The Hall comprises a Committee Room linked to a large hall with easy access ramps at the entrances and exits.
Caretaker & Bookings Enquiries: Jane Wood Tel: 07578 609336 Email: firstname.lastname@example.org
(Lettings are subject to a written contract and deposits)
Hall Address: 36 Hill Road, Ingoldisthorpe. PE31 6NZ.
It is managed for the benefit of the community by the Church Hall Committee, a small group of volunteers. We are always looking for people with ideas and skills. Please register your interest with Becky Allen.
Please note, there is a kitchen but no cooking or refrigeration facilities.
In addition to the usual toilet facilities, there is a restricted mobility toilet room which also contains a baby changing platform.
The maximum number of people that can be accommodated for an event is 99. However, reduced numbers and additional supervision will be appropriate where people with restricted mobility or children are involved.

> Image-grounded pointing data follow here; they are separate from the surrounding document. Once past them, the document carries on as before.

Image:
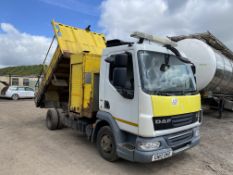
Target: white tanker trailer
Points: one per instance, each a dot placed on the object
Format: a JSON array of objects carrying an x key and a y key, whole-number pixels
[{"x": 214, "y": 68}]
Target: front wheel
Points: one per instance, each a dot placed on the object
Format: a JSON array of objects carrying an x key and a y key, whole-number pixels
[{"x": 106, "y": 144}]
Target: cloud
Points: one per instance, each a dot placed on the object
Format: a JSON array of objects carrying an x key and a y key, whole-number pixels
[
  {"x": 75, "y": 5},
  {"x": 18, "y": 48},
  {"x": 166, "y": 17}
]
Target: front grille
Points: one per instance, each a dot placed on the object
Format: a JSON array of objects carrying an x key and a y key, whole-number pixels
[
  {"x": 161, "y": 123},
  {"x": 179, "y": 139}
]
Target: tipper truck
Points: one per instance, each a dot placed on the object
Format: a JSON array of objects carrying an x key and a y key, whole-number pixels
[{"x": 135, "y": 100}]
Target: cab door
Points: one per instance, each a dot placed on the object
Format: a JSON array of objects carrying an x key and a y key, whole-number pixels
[{"x": 121, "y": 91}]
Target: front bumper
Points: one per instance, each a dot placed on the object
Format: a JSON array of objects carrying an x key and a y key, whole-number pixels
[{"x": 175, "y": 147}]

Weekly activities include exercise classes, crafts, coffee mornings, WI meetings, childrens’ parties and charity events.
Fundraising the improve the Hall
Vehicular access was widened and block paving was laid over the front area of the car park to aid those with wheelchairs, mobility scooters and pushchairs to access the entrances. Hand rails were installed to the main and committee room entrances.

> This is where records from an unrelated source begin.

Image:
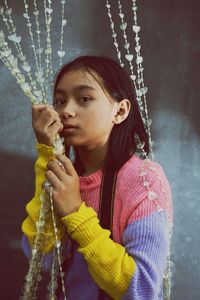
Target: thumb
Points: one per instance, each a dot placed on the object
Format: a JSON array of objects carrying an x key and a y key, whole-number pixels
[{"x": 36, "y": 110}]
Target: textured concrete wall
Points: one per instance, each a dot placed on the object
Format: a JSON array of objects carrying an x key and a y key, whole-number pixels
[{"x": 171, "y": 49}]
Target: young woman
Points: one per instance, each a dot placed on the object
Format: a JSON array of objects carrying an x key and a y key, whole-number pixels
[{"x": 95, "y": 111}]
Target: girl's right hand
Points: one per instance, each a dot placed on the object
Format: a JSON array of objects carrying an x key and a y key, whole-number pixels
[{"x": 46, "y": 123}]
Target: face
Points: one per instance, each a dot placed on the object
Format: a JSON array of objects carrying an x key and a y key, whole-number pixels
[{"x": 80, "y": 101}]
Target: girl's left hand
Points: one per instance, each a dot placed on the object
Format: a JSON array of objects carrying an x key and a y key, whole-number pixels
[{"x": 65, "y": 183}]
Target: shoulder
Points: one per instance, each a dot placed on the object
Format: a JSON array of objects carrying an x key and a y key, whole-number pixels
[
  {"x": 138, "y": 171},
  {"x": 144, "y": 187}
]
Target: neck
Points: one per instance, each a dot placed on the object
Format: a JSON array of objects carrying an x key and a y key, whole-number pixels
[{"x": 92, "y": 158}]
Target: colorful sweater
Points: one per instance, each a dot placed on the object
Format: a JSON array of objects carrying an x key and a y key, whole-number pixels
[{"x": 131, "y": 266}]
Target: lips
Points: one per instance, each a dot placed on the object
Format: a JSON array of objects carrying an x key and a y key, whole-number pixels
[
  {"x": 69, "y": 126},
  {"x": 68, "y": 129}
]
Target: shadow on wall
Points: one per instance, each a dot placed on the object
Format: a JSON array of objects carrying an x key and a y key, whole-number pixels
[{"x": 16, "y": 189}]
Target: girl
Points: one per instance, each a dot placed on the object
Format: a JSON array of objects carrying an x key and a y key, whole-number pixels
[{"x": 95, "y": 111}]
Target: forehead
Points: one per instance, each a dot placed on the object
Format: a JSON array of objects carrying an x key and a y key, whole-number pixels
[{"x": 80, "y": 79}]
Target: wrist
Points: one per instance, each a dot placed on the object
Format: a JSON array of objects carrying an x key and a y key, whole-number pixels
[{"x": 68, "y": 212}]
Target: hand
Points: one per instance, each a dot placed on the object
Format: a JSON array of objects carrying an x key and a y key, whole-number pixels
[
  {"x": 65, "y": 182},
  {"x": 46, "y": 124}
]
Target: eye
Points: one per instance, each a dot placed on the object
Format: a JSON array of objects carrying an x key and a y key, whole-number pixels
[
  {"x": 85, "y": 99},
  {"x": 59, "y": 102}
]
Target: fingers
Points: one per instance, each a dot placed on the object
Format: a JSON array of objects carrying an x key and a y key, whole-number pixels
[
  {"x": 58, "y": 169},
  {"x": 68, "y": 166},
  {"x": 44, "y": 115},
  {"x": 36, "y": 110},
  {"x": 53, "y": 179},
  {"x": 46, "y": 123}
]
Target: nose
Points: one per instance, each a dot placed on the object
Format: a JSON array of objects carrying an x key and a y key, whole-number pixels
[{"x": 69, "y": 110}]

The work has been made possible thanks to generous grants from the East Coast Community Fund and the Borough Council of King's Lynn and West Norfolk's Small Grants Scheme.
The Hall Committee has turned its attention to funding the interior redecoration of the hall further to the installation of new blinds, funded by the generous legacy left by Mrs Mary Mitchell.

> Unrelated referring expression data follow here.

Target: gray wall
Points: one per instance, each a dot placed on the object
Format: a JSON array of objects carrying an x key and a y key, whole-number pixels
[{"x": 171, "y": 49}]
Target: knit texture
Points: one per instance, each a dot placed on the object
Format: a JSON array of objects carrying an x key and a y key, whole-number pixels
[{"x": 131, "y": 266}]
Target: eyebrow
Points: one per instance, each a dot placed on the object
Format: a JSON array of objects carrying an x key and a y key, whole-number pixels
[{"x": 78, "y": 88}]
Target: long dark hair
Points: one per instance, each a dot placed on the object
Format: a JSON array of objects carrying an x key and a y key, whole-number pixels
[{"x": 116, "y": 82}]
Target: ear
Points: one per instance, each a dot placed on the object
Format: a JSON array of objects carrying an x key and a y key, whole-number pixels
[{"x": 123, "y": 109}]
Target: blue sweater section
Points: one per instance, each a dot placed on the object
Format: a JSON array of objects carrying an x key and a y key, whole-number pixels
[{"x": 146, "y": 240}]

Look out for updates on the village's Facebook page, about upcoming fundraising events.
Ingoldisthorpe Church Hall was built in 1910 funded by Mrs Eleanor Coates Tylden in memory of her brother the Rev. Dr. James Bellamy,
The Hall has had a variety of uses over the years: school gymnasium, working men's club, and the location for whist drives alongside the more common uses such as play groups, youth clubs and village Christmas parties.